18 мая 1536 года, за день до ее обручения с королем и именно в день казни Анны, Томас Крэнмер обнародовал разрешение для Генриха жениться «в третьей и третьей степенях родства»[125]
. Причина этого не вполне ясна. Существовало очень отдаленное родство между королем и его новой невестой, восходящее за шесть поколений к Лионелю, герцогу Кларенсу, сыну Эдуарда III, но они были всего лишь четвероюродными братом и сестрой. Возможно, Генрих взял себе также в неизвестные любовницы одну из четвероюродных кузин Джейн. Может быть, в связи с неустойчивостью канонического права в Англии в то время, он просто не хотел рисковать. После этого Джейн отправилась в Вулф-Холл для подготовки к бракосочетанию, которое было назначено в Уайтхолле (с, можно сказать, постыдной поспешностью) на четверг, 30 мая. Генрих, по собственным стандартам, был человеком нравственным, и необычайно сильно желал Джейн; может быть, он даже не имел каких-либо сексуальных отношений с начала беременности Анны в предшествующем октябре и должен был вести эту конкретную игру по правилам, предложенным Джейн. Если и возникло некоторое недовольство, то оно заглохло, потому что новая королева оказалась в благоприятном положении, не имея врагов, по крайней мере таких, о которых нам известно.Несмотря на явно безобидный характер, третий брак короля скоро выявил свое политическое значение. Друзья Марии и сама принцесса сочли, что ее безусловная реабилитация дело решенное и представляет только вопрос времени. Это не обязательно означало, что они надеялись на восстановление союза с папством, но большинство из них наверняка на это рассчитывали. Однако они не смогли правильно интерпретировать сигналы.

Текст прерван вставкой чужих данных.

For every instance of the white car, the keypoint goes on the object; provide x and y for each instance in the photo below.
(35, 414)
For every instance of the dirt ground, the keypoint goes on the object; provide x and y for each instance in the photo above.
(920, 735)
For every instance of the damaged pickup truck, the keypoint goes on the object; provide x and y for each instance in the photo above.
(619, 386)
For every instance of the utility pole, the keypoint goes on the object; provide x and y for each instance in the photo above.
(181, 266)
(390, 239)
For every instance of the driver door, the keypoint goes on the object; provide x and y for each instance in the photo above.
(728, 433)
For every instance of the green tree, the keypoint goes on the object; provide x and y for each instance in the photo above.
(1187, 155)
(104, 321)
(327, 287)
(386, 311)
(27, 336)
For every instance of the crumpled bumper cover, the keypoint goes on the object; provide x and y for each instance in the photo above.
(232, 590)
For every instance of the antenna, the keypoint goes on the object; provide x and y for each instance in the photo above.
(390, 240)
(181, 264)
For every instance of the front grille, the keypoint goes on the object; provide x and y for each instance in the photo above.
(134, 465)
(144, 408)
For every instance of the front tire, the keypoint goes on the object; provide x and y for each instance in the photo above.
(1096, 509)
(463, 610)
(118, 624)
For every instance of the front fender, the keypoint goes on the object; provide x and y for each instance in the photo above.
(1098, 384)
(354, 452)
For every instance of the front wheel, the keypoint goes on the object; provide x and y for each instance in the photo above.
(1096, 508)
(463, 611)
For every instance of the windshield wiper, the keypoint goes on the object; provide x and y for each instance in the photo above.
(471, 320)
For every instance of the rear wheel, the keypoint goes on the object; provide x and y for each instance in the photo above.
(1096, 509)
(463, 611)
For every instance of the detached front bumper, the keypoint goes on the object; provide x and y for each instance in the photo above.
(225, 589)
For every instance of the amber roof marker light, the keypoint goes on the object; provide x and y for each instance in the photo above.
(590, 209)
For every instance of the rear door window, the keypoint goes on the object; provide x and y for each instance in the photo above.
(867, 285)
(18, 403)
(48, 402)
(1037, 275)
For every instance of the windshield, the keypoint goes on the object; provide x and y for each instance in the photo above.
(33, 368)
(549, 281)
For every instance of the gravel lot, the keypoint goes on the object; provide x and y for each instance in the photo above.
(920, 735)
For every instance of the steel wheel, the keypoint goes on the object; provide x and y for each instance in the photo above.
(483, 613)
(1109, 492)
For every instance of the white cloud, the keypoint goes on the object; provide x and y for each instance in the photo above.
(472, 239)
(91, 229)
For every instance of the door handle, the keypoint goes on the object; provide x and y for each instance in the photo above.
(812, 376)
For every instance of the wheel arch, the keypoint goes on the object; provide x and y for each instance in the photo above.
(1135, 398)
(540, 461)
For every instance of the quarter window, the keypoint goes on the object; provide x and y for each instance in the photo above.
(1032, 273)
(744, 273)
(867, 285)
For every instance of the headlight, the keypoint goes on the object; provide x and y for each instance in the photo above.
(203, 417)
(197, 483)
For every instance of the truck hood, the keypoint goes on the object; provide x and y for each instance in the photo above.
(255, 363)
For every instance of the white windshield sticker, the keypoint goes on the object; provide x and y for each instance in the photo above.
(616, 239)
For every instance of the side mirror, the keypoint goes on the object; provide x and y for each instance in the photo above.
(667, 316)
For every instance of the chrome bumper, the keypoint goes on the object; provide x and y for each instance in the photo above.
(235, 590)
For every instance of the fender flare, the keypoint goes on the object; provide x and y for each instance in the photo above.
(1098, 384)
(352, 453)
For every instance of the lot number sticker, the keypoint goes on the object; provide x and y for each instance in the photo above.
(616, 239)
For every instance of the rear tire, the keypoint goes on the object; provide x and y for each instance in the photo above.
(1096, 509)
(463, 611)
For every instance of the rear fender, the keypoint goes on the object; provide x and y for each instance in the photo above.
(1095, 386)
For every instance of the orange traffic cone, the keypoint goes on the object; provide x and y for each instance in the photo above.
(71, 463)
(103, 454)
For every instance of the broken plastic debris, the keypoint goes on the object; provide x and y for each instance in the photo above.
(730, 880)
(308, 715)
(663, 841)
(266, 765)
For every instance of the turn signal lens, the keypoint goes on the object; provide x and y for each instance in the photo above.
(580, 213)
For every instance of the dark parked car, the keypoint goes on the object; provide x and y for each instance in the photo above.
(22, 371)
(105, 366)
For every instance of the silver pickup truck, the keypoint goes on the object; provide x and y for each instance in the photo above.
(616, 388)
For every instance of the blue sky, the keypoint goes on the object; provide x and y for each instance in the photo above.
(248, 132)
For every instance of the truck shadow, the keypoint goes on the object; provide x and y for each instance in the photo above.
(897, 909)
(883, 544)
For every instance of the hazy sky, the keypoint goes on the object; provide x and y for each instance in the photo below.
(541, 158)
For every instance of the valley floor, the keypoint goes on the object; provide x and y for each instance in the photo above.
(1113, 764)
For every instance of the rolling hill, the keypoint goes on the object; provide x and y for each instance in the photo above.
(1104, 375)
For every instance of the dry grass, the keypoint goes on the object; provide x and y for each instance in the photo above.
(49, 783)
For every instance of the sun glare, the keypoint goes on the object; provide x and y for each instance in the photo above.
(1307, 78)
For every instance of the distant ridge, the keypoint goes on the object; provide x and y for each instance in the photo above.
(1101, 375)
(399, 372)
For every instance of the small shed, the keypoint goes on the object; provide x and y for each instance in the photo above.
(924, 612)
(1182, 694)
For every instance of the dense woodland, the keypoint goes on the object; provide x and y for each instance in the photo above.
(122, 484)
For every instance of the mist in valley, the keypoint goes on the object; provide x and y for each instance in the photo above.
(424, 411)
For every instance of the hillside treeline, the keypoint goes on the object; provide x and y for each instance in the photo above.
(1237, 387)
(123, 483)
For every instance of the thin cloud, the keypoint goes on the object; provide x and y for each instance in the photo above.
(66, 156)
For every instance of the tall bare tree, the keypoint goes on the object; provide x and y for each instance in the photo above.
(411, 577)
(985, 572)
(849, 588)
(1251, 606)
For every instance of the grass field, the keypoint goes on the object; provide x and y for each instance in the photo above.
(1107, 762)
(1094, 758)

За несколько дней до того, как состоялось падение Болейнов, король предупредил Шапуиса:
«Что касается законною признания нашей дочери Марии,… если она подчинится нашей милости, не протестуя против непреложности наших законов, мы признаем ее и будем обращаться с нею как с собственной дочерью; но мы не потерпим здесь советов или давления…»[126]
.Окрыленный падением «наложницы», посол был, однако, чрезвычайно осторожен в отношении возможных последствий. Когда несколько прежних слуг Марии собрались в Хансдоне, ожидая немедленного восстановления в правах, он настоятельно советовал гувернантке Елизаветы, леди Шелтон, не принимать никого, пока король не даст недвусмысленный приказ.
Аннулирование второго брака короля означало теперь, что у него есть две незаконнорожденные дочери, и положение самой Анны Шелтон, принадлежавшей к семейству Болейнов, требовало чрезвычайной осторожности. Мария, кажется, не чувствовала всей этой неопределенности. На протяжении второй половины мая она ежедневно принимала поздравления от аристократических доброжелателей, и то, что Анна Шелтон по-прежнему оставалась на своем месте, по-видимому никак ее не удивляло, будто бы не имело особого значения. Не ранее 26 мая затянувшееся молчание отца убедило ее, что следует сделать первый шаг. В этот день она написала Томасу Кромвелю, прося его вступиться за нее, поскольку женщины, которая была причиной их отчуждения, уже больше не существует[127]
. Ответ секретаря не сохранился, но кажется, он посоветовал ей стремиться к послушанию как к единственному условию восстановления в правах. Если смысл письма был таков, то она его не поняла, потому что четыре дня спустя написала вновь, прося увидеться со своим отцом и обещая всего-навсего «быть столь послушной милости короля, как вы разумно от меня потребовали…»[128]. Не дожидаясь ответа, она написала прямо королю, признавая, что вела себя по отношению к нему оскорбительно, и униженно прося его благословения. Она также поздравила его со свадьбой, чтобы дать понять, что не таит никаких обид на этот счет. Она только никак не могла бы принять аннулирования брака своей матери или статуса короля как главы церкви. И из некоторых слов письма ясно, что эти вопросы пока еще составляют дело ее совести и что ее обещанное послушание было «волей Бога», и это по сути дела было оболочкой того условного послушания, которому она следовала и прежде.